The fiancée has been doing her own investigation and eventually returns to the motel room—apparently it was paid up for the whole week. She realizes somebody is there already and assumes it was the assistant. “Claude! Claude!” she calls out, having somehow gotten confused about Floyd’s name. No one answers; but she hears a scrabbling noise, which sounds like some one were pawing at sand. When she enters the room, she finds what’s left of Floyd lying around the room and turns towards the bathroom.

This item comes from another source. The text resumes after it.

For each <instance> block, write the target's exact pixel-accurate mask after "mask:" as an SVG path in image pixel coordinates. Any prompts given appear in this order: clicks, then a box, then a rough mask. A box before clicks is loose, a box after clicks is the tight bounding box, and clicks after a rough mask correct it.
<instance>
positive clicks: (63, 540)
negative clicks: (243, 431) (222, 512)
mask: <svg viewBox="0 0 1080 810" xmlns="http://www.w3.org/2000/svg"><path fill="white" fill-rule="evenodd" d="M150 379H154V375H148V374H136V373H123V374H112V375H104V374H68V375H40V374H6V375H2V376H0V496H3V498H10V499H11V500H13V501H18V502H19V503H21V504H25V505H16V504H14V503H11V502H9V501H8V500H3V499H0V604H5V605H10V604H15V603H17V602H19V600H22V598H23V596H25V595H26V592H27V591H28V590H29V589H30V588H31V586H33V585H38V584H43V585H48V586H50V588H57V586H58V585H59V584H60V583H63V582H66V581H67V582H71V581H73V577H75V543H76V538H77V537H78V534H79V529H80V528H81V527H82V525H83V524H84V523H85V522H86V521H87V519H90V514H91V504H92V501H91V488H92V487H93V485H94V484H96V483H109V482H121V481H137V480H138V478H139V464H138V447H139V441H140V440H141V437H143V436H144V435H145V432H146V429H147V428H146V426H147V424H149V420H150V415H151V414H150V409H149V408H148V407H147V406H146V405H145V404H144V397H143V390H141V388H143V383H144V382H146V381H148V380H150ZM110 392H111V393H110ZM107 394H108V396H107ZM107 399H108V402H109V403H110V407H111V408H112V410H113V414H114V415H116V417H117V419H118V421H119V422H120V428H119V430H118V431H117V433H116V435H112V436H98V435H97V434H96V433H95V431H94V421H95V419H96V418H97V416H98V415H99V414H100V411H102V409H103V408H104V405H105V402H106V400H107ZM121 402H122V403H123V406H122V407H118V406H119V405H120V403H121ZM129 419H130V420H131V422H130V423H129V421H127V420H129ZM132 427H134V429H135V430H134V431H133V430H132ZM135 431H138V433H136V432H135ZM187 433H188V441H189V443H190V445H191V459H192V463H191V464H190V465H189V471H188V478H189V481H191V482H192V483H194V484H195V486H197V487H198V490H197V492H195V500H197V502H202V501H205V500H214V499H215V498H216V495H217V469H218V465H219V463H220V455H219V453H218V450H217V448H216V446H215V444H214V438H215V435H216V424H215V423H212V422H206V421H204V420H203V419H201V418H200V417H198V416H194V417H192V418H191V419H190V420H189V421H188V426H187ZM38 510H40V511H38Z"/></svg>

We see by a convenient clock that it’s half past midnight, and then the shadow of an enormous cat looms up. The lady screams. Just then some one else enters the room. It’s the physicist, though in his undead state he’s a little hard to recognize. “Branes! Branes!” he cries, and that gets the attention of the cat, which springs on him from the darkness as the lady falls back in a swoon. Depending on the CGI budget, one is treated to a more or less memorable but definitely desperate battle as the adversaries wallow this way and tumble that employing every tooth and claw in the awfullest way you ever saw.

In the last scene, a dog-faced police lieutenant is trying to debrief the fiancée, but not getting very far with the almost catatonic woman. He tells his partner that the scientist was probably abducted by gang members in revenge for the trouble he had caused what with the cops all over the neighborhood investigating tales of cat attacks. “Either that or the two cats ate each other up, heh, heh.”   

I’m not sure if there’s enough here for a theatrical movie, but it’s not my fault if the cat didn’t have a long tale.